Profesor cubano denuncia en Uruguay la pena de muerte, el adoctrinamiento y la miseria del castrismo

Un profesor cubano denunció en la legislatura de Uruguay la pena de muerte, el adoctrinamiento escolar y la miseria que se vive en la isla.

Profesor cubano denuncia en Uruguay la pena de muerte, el adoctrinamiento y la miseria del castrismo

Profesor cubano denuncia en la legislatura de Uruguay la pena de muerte, el adoctrinamiento y la miseria del castrismo

Un profesor cubano, cuyo nombre no ha trascendido para protegerlo de posibles represalias contra su familia en la isla, protagonizó un emotivo y contundente discurso en la legislatura de Uruguay que ha dado la vuelta al mundo.

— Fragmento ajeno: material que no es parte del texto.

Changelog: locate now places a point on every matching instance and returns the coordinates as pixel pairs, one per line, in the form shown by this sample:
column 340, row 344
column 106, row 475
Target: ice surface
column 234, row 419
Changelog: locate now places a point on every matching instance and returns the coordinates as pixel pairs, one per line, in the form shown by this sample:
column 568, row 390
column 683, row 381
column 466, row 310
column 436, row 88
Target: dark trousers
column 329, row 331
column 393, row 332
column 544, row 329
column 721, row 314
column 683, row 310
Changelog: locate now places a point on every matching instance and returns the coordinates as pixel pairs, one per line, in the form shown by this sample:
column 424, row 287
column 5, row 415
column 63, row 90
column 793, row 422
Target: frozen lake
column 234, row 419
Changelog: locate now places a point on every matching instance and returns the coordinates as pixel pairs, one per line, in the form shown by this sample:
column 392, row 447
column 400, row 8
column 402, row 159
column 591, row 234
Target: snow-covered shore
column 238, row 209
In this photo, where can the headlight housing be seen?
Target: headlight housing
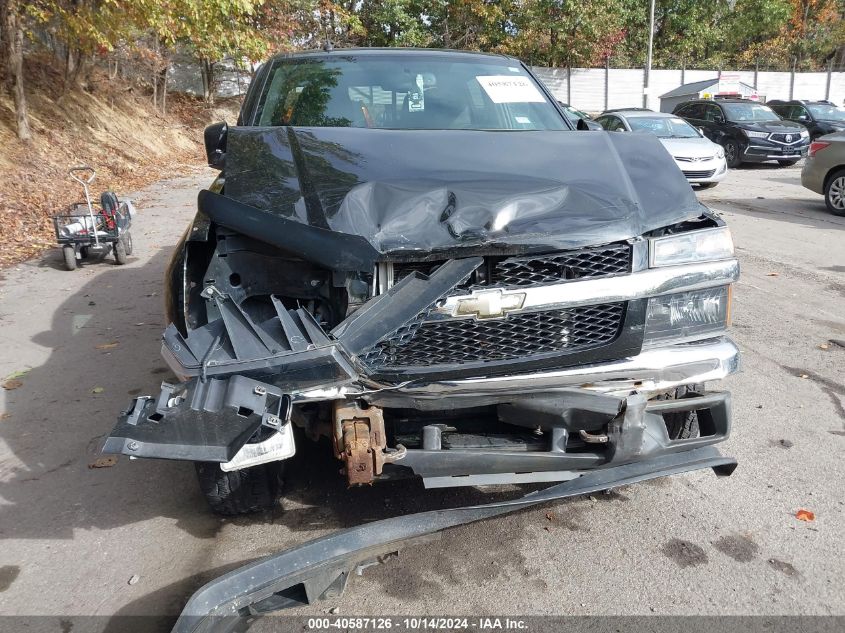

En su intervención, el educador desmontó uno por uno los mitos del castrismo y lanzó una advertencia que pocos quieren escuchar: en Cuba existe la pena de muerte, aplicable por delitos tan vagos como “rebelión” o “traición a la patria”, y el régimen de Díaz-Canel está dispuesto a usarla ante el creciente descontento social.

“En el 2022 se habilitan 24 artículos que son aplicables de pena de muerte, ocho de ellos delitos contrarrevolucionarios”, denunció el profesor. “En Cuba se llora de pobreza. Ustedes no saben lo que es llorar de pobreza”, dijo, con la voz quebrada.

El discurso, que duró más de doce minutos, fue una descarnada radiografía del día a día en la isla. El profesor habló de las condiciones “ignominiosas” de las cárceles, de las violaciones y vejaciones constantes, y del sufrimiento de las familias de los presos políticos.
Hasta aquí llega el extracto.